Mieszkając na wsi, często doświadczyć można wielu niesamowitych zjawisk, których nie spotkamy w mieście - a odgłosy zwierząt, w tym także pianie kogutów, są nieodłącznym ich elementem. Jak się jednak okazuje, nie każdy jest w stanie się do tego przyzwyczaić. W niektórych przypadkach spory kończą się w sądzie.
Więcej podobnych artykułów znajdziesz na stronie głównej Gazeta.pl
W małej wiosce w Nigerii doszło do starcia sąsiadów. Kogut, który głośno piał, powodował mocną irytację u jednego z nich. Zwierze hałasowało nawet w nocy, powodując u pobliskich mieszkańców problemy ze snem. Niestety, w tym przypadku nie było mowy o dojściu do porozumienia, dlatego sprawa trafiła do sądu. Ku przerażeniu właścicieli, instancja nakazała uśmiercenie zwierzaka. Zdesperowani poprosili więc, by kogut mógł dożyć chociaż do Wielkiego Piątku, tłumacząc, że kupiono go specjalnie na tę okazję. Sąd zgodził się na tę propozycję pod warunkiem, że zwierze nie będzie hałasować. Według lokalnych mediów kogut został stracony w piątek nad ranem. Mężczyzna ponoć podzielił się nawet z innymi sąsiadami - oczywiście pominięto oskarżycieli.

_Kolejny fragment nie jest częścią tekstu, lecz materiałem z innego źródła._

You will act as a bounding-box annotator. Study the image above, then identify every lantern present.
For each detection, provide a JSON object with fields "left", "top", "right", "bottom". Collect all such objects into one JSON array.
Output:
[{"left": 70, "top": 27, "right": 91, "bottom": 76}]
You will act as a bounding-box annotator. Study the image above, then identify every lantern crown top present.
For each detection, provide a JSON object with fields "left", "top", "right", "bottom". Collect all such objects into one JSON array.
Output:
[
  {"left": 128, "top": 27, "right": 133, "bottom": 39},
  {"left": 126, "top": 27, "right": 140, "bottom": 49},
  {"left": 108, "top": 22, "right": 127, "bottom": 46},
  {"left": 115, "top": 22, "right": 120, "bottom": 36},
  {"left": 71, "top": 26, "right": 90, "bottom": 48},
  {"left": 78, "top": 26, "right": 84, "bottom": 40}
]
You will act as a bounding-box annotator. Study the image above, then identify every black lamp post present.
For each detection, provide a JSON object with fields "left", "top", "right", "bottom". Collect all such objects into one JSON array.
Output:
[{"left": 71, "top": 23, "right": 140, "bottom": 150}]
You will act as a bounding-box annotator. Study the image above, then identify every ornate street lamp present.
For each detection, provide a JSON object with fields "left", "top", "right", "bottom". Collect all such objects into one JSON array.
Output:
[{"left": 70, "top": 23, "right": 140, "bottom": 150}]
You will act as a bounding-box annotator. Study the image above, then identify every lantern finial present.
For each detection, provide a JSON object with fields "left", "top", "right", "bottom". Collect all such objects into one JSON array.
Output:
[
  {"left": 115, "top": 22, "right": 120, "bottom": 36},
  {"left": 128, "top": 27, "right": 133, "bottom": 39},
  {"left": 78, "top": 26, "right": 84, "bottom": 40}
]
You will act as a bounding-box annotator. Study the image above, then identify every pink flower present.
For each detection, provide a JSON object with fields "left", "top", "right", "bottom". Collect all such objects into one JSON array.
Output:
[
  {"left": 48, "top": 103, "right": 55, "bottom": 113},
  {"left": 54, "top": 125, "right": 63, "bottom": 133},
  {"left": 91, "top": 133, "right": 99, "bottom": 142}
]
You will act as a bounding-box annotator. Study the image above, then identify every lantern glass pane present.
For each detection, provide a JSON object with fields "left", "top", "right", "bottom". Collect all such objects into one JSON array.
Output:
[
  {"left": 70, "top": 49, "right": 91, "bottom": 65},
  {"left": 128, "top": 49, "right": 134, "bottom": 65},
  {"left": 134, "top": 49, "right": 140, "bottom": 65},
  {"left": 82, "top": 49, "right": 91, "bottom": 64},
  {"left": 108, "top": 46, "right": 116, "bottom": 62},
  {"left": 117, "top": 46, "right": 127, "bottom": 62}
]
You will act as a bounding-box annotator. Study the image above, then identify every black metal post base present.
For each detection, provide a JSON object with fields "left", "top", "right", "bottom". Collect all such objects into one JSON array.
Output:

Sprawa koguta z Nigerii, ku naszemu zaskoczeniu, wcale nie jest jedyną zakończoną na drodze sądowej. Jakiś czas temu media grzmiały o sąsiedzkim sporze, którego akcja potoczyła się w podobny sposób. Tym razem jednak dotyczyła pary przebywającej w swoim domku letniskowym na wyspie Oleron. Posiadłość znajdowała się nieopodal domu pana Maurycego, dumnego posiadacza dorodnego i bardzo głośnego koguta. Odgłosy zwierzęcia miały tak denerwować nowych lokatorów, że sprawą zajął się sąd. Nie wiadomo jednak, jak ostatecznie potoczyły się losy bogu ducha winnego ptaka.